About a third of public school students statewide missed more than 17 days during the 2024-2025 school year. Research shows that significantly diminishes their chances to learn to read, keep up in math class and graduate from high school ready to take college or a career. Oregon also has one of the shortest calendar years in the country.
An Oregonian/OregonLive investigation earlier this year also found that in 10 metro-area school districts, at least 36% of teachers had missed 11 or more days of school for reasons other than professional development or other required school events in the 2023-2024 school year. Research suggests that student academic outcomes are impacted once their teachers are out of the classroom for more than 10 days.
Organizers emphasized that they had scheduled two of the boycotts on school holidays. But that still means that students and staff observing the boycotts would miss up to four days of school.
“We of course support the message they are trying to convey,” said Beth Graser, a spokesperson for the Hillsboro School District, where about 1,500 high school and middle school students walked out of class last week to protest the wave of immigration arrests in Washington County. “But we also want our students and staff at school, as we know the value of regular attendance and the need to have adults in our buildings.”
Salem-Keizer Superintendent Andrea Castañeda said she understood the motive for PCUN’s call to action, even as she too stressed that students should not skip school.
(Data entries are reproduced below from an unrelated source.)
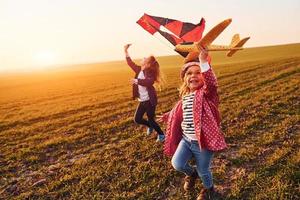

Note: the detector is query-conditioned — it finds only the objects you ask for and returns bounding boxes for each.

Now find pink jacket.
[163,69,227,156]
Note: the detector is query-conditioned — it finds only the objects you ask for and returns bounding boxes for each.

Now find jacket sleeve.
[202,67,218,97]
[137,78,154,87]
[126,56,141,73]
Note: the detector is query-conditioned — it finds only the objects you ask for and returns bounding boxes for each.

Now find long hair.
[147,56,165,90]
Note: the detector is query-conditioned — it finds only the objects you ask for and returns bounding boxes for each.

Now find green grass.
[0,44,300,199]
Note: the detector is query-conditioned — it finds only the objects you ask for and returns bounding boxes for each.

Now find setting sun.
[33,51,58,68]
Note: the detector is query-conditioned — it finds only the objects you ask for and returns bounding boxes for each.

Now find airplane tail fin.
[227,34,250,57]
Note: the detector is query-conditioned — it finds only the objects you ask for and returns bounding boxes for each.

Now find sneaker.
[147,127,154,135]
[183,171,198,192]
[156,134,165,142]
[197,187,222,200]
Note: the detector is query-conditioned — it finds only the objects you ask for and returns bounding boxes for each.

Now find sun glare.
[33,51,58,68]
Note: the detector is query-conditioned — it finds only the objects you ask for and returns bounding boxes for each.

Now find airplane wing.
[184,19,232,63]
[197,19,232,49]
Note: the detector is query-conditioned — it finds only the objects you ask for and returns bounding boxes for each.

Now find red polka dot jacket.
[163,68,227,156]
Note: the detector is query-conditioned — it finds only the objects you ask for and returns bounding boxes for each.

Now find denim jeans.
[172,137,213,188]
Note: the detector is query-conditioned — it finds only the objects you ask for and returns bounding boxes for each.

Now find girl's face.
[141,56,151,70]
[184,65,204,92]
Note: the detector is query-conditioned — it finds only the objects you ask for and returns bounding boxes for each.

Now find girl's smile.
[185,65,204,92]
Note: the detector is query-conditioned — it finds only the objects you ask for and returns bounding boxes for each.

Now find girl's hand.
[157,113,169,123]
[157,115,164,122]
[130,78,137,85]
[124,44,131,52]
[199,46,208,63]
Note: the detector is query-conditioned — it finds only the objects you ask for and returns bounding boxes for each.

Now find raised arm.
[124,44,141,73]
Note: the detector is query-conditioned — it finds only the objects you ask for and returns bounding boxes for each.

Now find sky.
[0,0,300,73]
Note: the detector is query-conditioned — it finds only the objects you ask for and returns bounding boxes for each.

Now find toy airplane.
[175,19,250,63]
[137,14,250,63]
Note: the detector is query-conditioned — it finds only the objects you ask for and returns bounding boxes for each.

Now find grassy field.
[0,44,300,199]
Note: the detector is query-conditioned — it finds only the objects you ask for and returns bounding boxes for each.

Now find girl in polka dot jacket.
[159,49,226,199]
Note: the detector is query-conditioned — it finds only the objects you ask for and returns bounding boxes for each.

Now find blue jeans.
[172,137,213,188]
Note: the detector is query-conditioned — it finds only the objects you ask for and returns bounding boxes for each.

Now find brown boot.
[183,171,198,192]
[197,187,222,200]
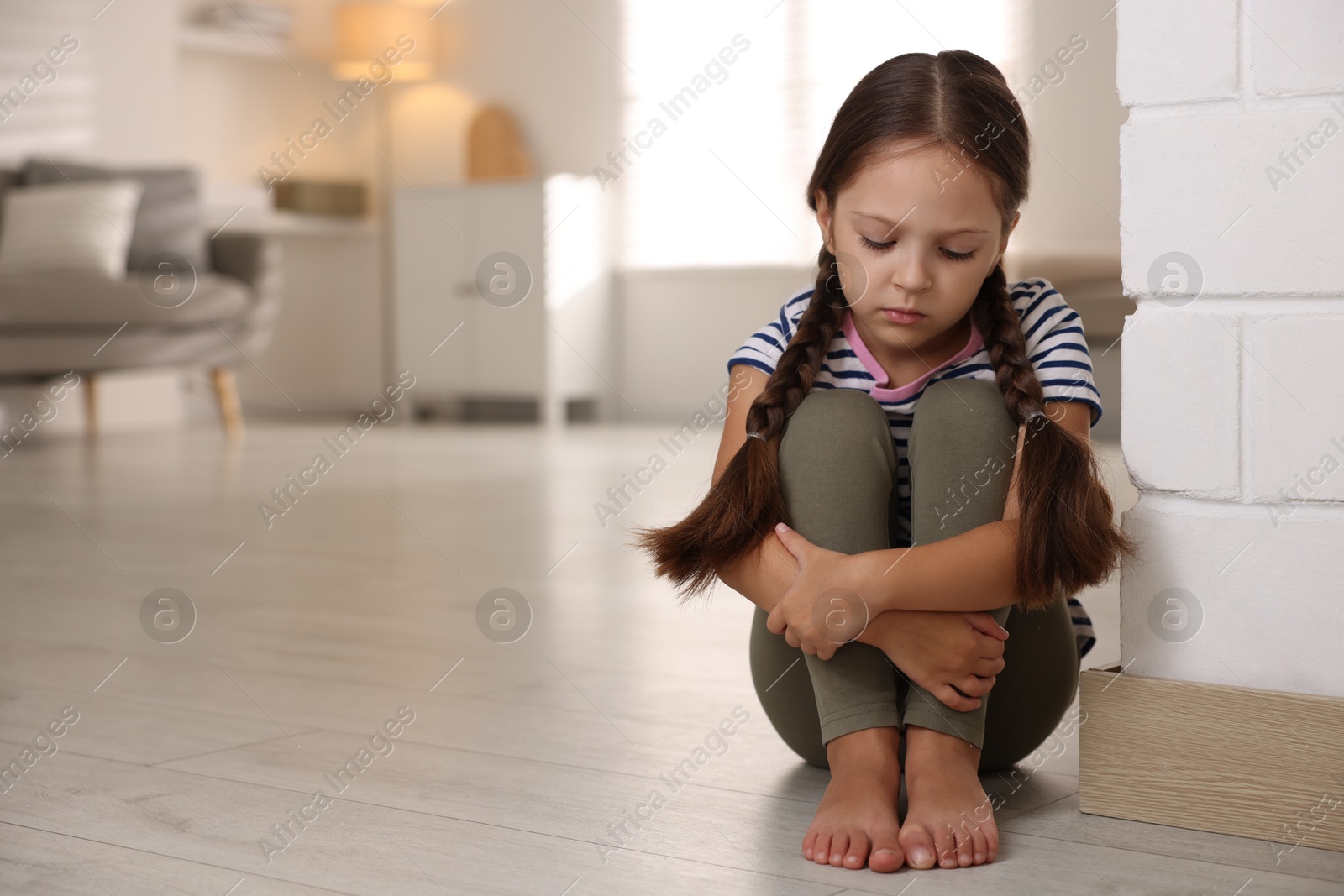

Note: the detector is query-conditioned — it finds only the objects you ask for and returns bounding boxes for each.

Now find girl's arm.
[714,365,1008,712]
[771,401,1091,630]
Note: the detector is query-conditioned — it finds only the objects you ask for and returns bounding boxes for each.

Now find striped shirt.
[728,280,1102,548]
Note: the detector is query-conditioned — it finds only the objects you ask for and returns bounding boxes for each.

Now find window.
[615,0,1016,267]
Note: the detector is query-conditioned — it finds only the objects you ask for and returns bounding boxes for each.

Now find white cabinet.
[392,175,620,423]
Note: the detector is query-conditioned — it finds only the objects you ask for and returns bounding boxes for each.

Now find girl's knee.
[910,379,1017,445]
[780,388,896,468]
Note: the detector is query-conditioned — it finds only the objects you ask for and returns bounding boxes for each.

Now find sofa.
[0,166,280,435]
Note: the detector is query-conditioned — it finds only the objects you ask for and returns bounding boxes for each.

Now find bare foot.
[802,728,905,872]
[900,726,999,871]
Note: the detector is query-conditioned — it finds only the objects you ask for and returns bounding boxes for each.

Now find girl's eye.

About half of Salem-Keizer’s student body is Hispanic or Latino.
“PCUN’s role is to draw attention to the daily threat under which our community lives. (The role of schools is to keep) our students safe and provide educational stability,” Castañeda said. “We do that best when they are in school every day. The differences in our methods and tactics does not keep me awake at night. ICE taking our neighbors and traumatizing our students keeps me awake at night.”
During the press conference, Lopez said she’s “very concerned” about student absenteeism but added that she’s aware that some students are already afraid to leave their home to go to school and students are already protesting through student-led walkouts.
She encouraged parents to make a decision that works best for them.
“We’re calling for students to take action in activism in the way … that is age appropriate,” she said. “At the end of the day, those will be decisions that families should make, but we are calling for stoppage that everybody participates in.”
The first boycott on Thursday will coincide with a federal lawsuit PCUN is a part of which challenges the U.S. Department of Homeland Security’s “unconstitutional practice of denying people in immigration custody access to legal counsel.”
Oregonians must do everything in their power, Lopez said, to help immigrants who have called Oregon home.
“More than 1900 hard working families have lost their breadwinners this year,” she said. “Families are losing their homes. This is a growing humanitarian crisis.”